The BCGMA saw that the Borinqueneers should also receive the Congressional Gold Medal. With the help of volunteers across the nation, they reached out to their legislators, asking them to co-sponsor bills in both the House and Senate to award the Congressional Gold Medal to the Borinqueneers.
The U.S. House of Representatives bill was introduced by Representatives Pedro Pierluisi (D-PR) and Bill Posey (R-FL).
The U.S. Senate bill was introduced by Sen. Richard Blumenthal (D-CT).
Once the bills were introduced, the BCGMA continued to ask lawmakers in Congress to support the bill. The bill passed in 2014 and was signed by then President Obama. In 2016, the process was completed and the Congressional Gold Medal was awarded to the Borinqueneers.
An important example
Many Americans’ hearts were moved by the efforts of the BCGMA, their volunteers, the organizations that supported them, and the legislators in Congress who took action for their cause. The process they went through sometimes seemed very long and complicated, and many people along the way expressed frustration.

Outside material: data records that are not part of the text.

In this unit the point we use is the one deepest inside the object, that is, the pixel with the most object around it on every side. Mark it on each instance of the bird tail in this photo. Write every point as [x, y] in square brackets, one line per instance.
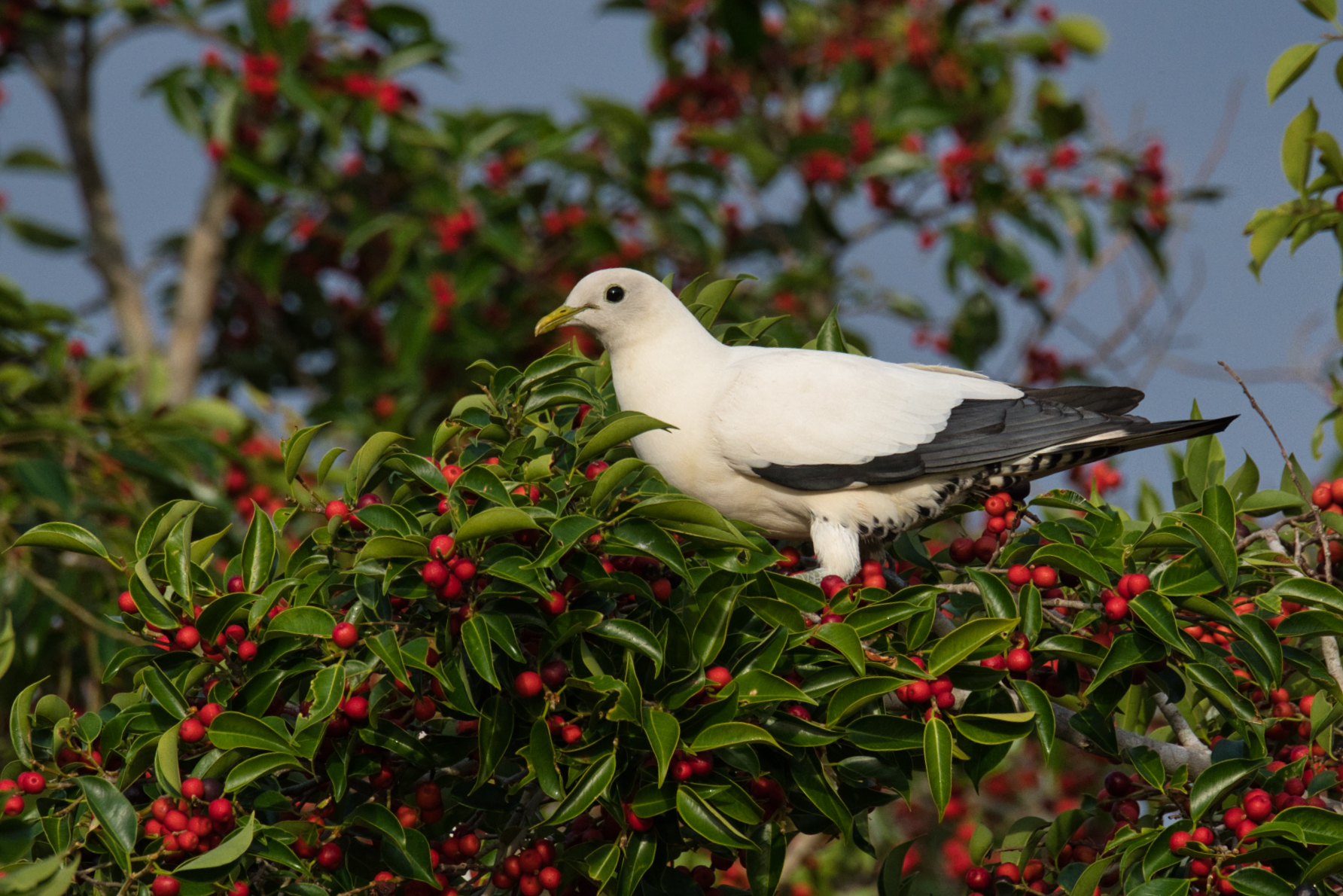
[1125, 437]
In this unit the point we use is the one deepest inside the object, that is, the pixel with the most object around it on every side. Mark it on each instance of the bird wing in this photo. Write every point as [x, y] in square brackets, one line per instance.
[821, 421]
[793, 409]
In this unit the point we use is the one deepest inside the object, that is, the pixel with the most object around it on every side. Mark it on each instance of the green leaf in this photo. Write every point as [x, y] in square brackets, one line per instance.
[234, 730]
[1084, 34]
[994, 594]
[229, 851]
[495, 522]
[1034, 697]
[541, 759]
[113, 812]
[258, 551]
[1158, 614]
[308, 621]
[1217, 781]
[632, 634]
[938, 762]
[262, 766]
[711, 632]
[387, 649]
[617, 429]
[1089, 879]
[759, 685]
[63, 536]
[964, 641]
[728, 734]
[664, 734]
[1073, 559]
[1296, 147]
[705, 821]
[994, 728]
[496, 733]
[296, 449]
[1259, 882]
[584, 793]
[846, 641]
[1291, 65]
[166, 762]
[366, 462]
[166, 692]
[851, 697]
[476, 641]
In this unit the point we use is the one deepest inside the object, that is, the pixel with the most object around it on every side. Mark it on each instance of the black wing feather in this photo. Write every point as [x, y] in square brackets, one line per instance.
[983, 434]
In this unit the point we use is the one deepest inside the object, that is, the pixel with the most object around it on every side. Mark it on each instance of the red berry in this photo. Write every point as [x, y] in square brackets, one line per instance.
[329, 856]
[1044, 577]
[1115, 609]
[555, 605]
[356, 709]
[555, 673]
[978, 879]
[528, 684]
[434, 574]
[719, 676]
[832, 584]
[191, 730]
[346, 635]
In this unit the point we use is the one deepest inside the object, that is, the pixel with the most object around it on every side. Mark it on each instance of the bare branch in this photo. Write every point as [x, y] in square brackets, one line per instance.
[1291, 469]
[202, 264]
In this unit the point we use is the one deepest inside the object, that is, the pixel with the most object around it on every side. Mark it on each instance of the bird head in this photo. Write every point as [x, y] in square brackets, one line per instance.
[618, 305]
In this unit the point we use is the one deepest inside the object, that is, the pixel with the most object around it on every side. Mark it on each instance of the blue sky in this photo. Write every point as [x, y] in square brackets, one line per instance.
[1166, 75]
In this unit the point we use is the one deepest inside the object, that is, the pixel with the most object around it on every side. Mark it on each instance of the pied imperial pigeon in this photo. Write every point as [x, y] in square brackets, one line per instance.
[842, 449]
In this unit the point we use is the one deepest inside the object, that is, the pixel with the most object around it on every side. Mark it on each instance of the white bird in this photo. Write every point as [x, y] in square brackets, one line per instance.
[842, 449]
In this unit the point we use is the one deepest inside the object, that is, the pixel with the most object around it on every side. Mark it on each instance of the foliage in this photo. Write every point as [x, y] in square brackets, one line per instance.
[72, 449]
[553, 651]
[375, 246]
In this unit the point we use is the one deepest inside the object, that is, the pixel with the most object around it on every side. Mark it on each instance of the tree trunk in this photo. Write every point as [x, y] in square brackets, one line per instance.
[202, 262]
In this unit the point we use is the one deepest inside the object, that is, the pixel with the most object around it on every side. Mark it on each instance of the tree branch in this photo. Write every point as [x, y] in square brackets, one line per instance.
[202, 262]
[1173, 755]
[63, 68]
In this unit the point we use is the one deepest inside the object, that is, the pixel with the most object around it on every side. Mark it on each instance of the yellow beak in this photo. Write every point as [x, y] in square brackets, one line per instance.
[559, 317]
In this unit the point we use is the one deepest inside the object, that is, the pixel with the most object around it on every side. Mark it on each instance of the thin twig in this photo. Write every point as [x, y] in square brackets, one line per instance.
[46, 587]
[1291, 468]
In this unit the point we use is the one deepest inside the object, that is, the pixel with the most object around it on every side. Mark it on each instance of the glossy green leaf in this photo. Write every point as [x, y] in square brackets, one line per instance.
[113, 812]
[664, 734]
[63, 536]
[1217, 781]
[617, 429]
[258, 551]
[938, 762]
[964, 641]
[591, 785]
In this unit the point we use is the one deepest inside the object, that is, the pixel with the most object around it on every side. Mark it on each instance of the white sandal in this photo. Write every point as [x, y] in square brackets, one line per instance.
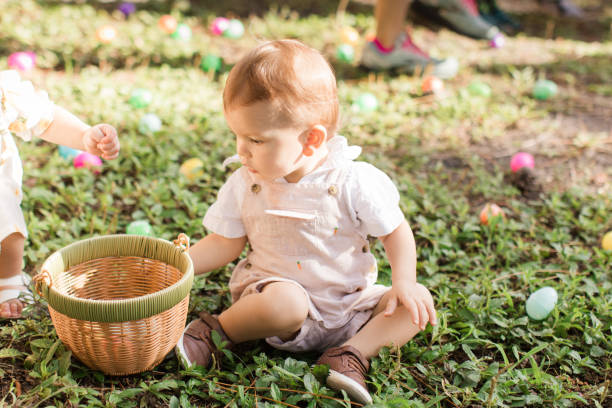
[16, 287]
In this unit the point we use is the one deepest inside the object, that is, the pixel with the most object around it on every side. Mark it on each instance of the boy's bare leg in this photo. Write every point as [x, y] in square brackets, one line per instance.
[390, 16]
[382, 330]
[279, 310]
[11, 261]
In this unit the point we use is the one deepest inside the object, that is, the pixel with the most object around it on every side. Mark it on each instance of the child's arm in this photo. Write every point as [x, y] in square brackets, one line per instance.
[401, 252]
[215, 251]
[68, 130]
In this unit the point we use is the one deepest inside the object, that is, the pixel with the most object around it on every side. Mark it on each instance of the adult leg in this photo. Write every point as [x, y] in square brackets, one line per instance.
[390, 16]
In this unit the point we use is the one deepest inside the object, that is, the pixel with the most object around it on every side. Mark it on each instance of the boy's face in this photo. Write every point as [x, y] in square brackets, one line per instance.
[267, 146]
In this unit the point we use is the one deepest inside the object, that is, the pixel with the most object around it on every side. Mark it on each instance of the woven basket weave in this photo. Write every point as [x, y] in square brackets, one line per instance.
[119, 302]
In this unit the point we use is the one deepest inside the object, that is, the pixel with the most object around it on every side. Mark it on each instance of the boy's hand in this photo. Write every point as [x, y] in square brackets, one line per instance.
[417, 299]
[102, 140]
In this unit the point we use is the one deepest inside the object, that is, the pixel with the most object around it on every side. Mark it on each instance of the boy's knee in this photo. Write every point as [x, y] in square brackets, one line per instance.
[287, 304]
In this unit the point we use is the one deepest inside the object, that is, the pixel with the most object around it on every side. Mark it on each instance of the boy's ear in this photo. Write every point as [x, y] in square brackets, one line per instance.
[316, 136]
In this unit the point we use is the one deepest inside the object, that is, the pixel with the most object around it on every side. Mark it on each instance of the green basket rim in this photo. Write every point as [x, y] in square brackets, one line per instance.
[118, 310]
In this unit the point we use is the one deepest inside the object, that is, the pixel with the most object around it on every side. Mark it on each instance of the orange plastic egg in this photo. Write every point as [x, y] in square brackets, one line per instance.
[167, 23]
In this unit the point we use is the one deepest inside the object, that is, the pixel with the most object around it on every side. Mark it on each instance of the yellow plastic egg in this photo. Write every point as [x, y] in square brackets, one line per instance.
[606, 241]
[192, 169]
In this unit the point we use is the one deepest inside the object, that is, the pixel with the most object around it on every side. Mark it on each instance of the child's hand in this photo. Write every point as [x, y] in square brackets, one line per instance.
[102, 140]
[417, 299]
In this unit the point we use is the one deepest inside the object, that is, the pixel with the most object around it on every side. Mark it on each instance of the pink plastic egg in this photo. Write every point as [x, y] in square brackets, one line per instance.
[89, 161]
[22, 61]
[521, 160]
[219, 25]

Puerto Rico will soon have a new statehood bill introduced in Congress. We must follow the same path that led to the award of the Congressional Gold Medal to the Borinqueneers. We have to reach out to legislators across the country and encourage them to support the new statehood bill, just as the volunteers of the BCGMA did.
Congress makes the decision about awarding Congressional Gold Medals. It’s not up to the president or the people; it’s up to Congress. Adding a new state is also up to Congress. It’s not up to the president or the people. But Congress will listen to the people. We have to speak up and make that happen.
Contact your legislators. Tell them why they should support statehood for Puerto Rico.